Immunohistochemistry

Immunohistochemical analyses were performed using a Discovery ULTRA automated immunohistochemistry staining system (Roche Diagnostics). A mouse monoclonal antibody against ADP (1:100; cat. no. AP125; Progen Biotechnik GmbH) was used as the primary antibody. Human sebaceous gland tissues were used as positive controls for ADP staining. All biopsy specimens and tumor microarrays were evaluated for ADP levels. At least two researchers independently evaluated the immunohistochemical staining results. These procedures were similar to those previously described (11). To determine the cut-off value for ADP expression, analyses were performed using positive cut-off values of 1, 5, 10, 20 and 30%.

Statistical analyses

All analyses were performed using SPSS software (v.27.0; IBM Corp.). Correlations between two groups were determined using Fisher's exact test for categorical variables and the Mann-Whitney U test for continuous variables. RFS was evaluated using Kaplan-Meier analysis and log-rank tests were used to compare the two groups. The Cox proportional hazards model was used to examine the correlation between clinicopathological parameters and survival. Statistical significance was set at P≤0.05.

Results

Clinicopathological features

The present study included 102 women with TNBC. Table I summarizes the clinicopathological features of the study cohort. The median age at the time of initial diagnosis was 63 years (range: 31–93 years). All patients were diagnosed with TNBC based on biopsy results and all tumors were invasive carcinomas of no special type. The median clinical tumor diameter was 20 mm (range: 0–100 mm). Two patients were initially diagnosed with ductal carcinoma in situ (non-invasive ductal carcinoma); thus, the cohort included a clinical tumor diameter of 0 mm. Patients were clinically staged as 0 (2 patients), I (41 patients), IIA (28 patients), IIB (23 patients), IIIA (3 patients), IIIB (4 patients) and IIIC (1 patient). A total of 21 patients (20.6%) experienced relapse involving distant metastasis and none experienced local recurrence.

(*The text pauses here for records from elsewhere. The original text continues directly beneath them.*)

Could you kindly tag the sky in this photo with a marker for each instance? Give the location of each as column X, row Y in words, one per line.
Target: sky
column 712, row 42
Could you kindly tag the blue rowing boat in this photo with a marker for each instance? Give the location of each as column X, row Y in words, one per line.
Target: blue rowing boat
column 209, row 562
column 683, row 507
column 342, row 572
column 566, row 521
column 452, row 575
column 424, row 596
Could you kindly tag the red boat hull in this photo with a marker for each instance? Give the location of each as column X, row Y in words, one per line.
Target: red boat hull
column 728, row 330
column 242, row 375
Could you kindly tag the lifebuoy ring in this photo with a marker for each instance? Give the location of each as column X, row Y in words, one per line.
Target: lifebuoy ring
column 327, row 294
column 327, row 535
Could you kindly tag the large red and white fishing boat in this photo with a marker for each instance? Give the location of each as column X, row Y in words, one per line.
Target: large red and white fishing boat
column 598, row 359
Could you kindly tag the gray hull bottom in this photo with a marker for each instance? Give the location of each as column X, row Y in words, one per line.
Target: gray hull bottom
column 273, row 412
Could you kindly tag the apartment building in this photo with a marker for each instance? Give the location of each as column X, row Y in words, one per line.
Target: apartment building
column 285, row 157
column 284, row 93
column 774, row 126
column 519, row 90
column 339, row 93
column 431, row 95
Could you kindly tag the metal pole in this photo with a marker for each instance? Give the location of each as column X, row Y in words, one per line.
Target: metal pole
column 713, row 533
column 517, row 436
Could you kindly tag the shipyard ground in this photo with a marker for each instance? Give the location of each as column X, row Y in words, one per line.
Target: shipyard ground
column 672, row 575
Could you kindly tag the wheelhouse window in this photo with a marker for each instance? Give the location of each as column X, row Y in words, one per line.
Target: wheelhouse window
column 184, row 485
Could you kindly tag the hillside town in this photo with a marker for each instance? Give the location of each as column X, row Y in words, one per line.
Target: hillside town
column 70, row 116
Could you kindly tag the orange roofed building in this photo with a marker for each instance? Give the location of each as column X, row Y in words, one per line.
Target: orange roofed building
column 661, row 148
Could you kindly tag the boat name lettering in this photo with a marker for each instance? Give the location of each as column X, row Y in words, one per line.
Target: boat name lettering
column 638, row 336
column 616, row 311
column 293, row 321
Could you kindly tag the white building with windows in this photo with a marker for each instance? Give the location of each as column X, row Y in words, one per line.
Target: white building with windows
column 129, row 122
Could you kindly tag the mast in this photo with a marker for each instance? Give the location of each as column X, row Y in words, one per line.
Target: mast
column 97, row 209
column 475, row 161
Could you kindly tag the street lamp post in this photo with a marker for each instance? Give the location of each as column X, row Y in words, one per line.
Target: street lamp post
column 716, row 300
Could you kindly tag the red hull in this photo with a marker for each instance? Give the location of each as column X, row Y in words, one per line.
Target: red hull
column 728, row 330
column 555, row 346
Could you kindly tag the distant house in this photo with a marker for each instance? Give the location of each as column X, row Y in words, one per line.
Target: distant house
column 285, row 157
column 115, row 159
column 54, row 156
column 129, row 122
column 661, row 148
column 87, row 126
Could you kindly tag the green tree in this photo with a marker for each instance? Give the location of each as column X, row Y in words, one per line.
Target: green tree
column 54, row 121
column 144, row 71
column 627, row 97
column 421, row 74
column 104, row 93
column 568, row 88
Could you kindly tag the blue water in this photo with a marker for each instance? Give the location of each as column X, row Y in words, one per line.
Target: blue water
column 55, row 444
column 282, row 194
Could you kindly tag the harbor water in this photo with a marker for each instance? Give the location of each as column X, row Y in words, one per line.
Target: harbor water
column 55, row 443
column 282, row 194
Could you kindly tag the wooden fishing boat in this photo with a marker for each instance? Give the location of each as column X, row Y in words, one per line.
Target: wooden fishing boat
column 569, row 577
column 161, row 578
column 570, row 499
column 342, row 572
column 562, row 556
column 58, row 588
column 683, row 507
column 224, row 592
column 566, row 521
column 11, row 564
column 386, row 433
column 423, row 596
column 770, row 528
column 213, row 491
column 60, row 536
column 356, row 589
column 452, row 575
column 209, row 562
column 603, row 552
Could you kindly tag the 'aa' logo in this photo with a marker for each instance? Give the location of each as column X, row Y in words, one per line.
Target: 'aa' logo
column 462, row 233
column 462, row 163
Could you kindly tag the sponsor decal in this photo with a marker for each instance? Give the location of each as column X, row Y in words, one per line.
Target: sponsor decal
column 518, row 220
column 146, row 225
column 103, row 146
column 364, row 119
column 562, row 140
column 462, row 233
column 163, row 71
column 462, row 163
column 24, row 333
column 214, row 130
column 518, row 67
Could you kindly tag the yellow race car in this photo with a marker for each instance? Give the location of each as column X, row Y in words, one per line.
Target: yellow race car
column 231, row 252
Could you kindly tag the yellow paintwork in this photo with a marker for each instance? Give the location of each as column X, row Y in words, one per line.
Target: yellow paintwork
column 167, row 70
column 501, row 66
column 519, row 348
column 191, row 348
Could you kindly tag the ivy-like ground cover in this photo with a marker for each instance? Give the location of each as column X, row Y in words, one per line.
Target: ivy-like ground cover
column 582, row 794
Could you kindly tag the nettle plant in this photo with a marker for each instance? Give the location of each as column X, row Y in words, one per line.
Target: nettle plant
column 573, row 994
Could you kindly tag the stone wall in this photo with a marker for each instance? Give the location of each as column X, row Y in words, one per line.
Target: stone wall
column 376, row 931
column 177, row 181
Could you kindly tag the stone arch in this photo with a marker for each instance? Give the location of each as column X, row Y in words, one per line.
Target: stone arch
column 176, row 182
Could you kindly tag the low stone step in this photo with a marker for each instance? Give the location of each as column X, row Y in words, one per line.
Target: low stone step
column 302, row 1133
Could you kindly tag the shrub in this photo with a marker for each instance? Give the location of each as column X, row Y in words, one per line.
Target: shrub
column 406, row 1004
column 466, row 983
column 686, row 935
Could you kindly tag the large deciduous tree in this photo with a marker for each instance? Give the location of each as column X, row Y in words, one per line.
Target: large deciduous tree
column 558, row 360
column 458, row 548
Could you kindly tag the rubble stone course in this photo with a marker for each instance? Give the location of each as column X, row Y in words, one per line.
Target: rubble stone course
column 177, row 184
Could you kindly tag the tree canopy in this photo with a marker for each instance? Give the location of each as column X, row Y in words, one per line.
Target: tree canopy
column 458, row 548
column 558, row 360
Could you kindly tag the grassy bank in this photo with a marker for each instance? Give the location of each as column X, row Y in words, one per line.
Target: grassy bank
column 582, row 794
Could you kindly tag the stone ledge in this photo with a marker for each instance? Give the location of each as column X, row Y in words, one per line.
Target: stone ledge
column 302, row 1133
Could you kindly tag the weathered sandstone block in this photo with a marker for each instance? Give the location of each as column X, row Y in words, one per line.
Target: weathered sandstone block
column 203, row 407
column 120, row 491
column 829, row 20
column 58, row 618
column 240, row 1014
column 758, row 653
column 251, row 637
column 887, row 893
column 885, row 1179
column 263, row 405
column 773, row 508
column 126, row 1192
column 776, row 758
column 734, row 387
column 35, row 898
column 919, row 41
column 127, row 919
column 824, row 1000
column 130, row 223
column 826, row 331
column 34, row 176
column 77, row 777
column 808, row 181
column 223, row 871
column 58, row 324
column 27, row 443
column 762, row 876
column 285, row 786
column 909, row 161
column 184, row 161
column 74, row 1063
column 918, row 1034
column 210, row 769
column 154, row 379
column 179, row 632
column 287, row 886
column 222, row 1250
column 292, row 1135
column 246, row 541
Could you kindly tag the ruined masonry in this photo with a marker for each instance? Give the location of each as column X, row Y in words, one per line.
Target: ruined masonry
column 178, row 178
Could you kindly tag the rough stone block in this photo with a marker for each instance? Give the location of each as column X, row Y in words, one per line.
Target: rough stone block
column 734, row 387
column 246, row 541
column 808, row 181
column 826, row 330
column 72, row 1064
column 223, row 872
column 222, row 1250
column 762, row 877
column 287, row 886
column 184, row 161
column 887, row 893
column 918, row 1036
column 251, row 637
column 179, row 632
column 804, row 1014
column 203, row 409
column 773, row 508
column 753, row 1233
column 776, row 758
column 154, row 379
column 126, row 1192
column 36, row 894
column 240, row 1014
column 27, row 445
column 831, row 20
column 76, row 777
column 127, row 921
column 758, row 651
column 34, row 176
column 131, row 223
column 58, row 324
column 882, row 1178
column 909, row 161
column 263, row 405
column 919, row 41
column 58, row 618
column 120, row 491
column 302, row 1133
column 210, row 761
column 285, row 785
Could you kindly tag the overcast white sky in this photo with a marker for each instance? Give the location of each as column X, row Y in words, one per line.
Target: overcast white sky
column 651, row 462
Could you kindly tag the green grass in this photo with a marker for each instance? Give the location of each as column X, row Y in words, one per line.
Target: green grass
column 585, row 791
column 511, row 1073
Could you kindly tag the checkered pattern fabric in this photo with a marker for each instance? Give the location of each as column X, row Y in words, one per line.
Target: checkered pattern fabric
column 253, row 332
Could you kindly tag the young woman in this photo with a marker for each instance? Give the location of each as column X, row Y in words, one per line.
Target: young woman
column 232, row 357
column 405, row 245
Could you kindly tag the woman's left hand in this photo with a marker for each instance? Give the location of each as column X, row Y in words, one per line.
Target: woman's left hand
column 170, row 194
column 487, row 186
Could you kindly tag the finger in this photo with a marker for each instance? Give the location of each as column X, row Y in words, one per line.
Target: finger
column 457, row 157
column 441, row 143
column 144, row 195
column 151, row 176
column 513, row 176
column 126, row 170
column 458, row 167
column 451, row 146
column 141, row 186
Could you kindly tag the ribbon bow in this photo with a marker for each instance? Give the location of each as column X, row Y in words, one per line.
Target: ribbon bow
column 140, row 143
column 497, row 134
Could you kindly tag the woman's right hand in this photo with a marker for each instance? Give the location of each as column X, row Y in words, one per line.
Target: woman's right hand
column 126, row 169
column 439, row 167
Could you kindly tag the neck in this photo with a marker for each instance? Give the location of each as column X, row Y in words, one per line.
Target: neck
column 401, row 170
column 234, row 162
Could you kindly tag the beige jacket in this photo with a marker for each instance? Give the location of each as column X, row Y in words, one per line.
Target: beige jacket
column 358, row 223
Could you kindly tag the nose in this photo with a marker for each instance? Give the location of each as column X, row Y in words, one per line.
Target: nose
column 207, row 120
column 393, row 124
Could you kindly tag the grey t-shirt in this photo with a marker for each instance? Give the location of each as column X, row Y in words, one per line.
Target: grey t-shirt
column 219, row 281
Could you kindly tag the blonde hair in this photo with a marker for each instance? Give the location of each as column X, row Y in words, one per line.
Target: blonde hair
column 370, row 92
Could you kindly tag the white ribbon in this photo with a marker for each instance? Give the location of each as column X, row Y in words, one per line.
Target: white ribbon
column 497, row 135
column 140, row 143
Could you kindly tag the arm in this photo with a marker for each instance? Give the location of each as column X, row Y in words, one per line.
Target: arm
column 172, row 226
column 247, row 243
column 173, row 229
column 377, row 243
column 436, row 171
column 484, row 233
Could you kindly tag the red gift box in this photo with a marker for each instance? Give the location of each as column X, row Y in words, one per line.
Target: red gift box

Table I. Clinical characteristics of patients with triple-negative breast cancer.

Table I.

Clinical characteristics of patients with triple-negative breast cancer.

Factors	n	%
Total	102
Age median (range) (years)
63 (31–93)
Menopause status
Premenopausal	16	15.7
Postmenopausal	83	81.4
Unknown	3	2.9
Tumor size median (range) (clinical: mm)
20 (0–100)
Lymph node status (clinical)
Positive	38	37.3
Negative	64	62.7
Clinical stage
0	2	2.0
I	41	40.2
IIA	28	27.5
IIB	23	22.5
IIIA	3	2.9
IIIB	4	3.9
IIIC	1	1.0
Ki-67 LI (biopsy specimen)
High	69	67.6
Low	33	32.4
Adjuvant chemotherapy
Preoperation (anthracycline-based, taxane-based regimens)	47	46.1
Post-operation (anthracycline-based, taxane-based regimens (22 patients), anthracycline-based regimens (3 patients) and fluoropyridine (6 patients)	31	30.4
Not performed	22	21.6
Undetermined	2	2.0

[i] LI, labelling index.

As shown in Table I, NAC was administered to 47 patients (46.1%) and adjuvant chemotherapy to 31 patients (30.4%). No NAC or adjuvant chemotherapy was administered to 22 patients (21.6%). An overview of the study cohort is summarized in Fig. 1 and subclassification of the clinicopathological characteristics of the NAC and non-NAC groups is shown in Table II. Tumor size and lymph node status were clinically evaluated in the NAC group and pathologically evaluated in the non-NAC group.

Figure 1. Flowchart summary of the cohort of patients with triple-negative breast cancer.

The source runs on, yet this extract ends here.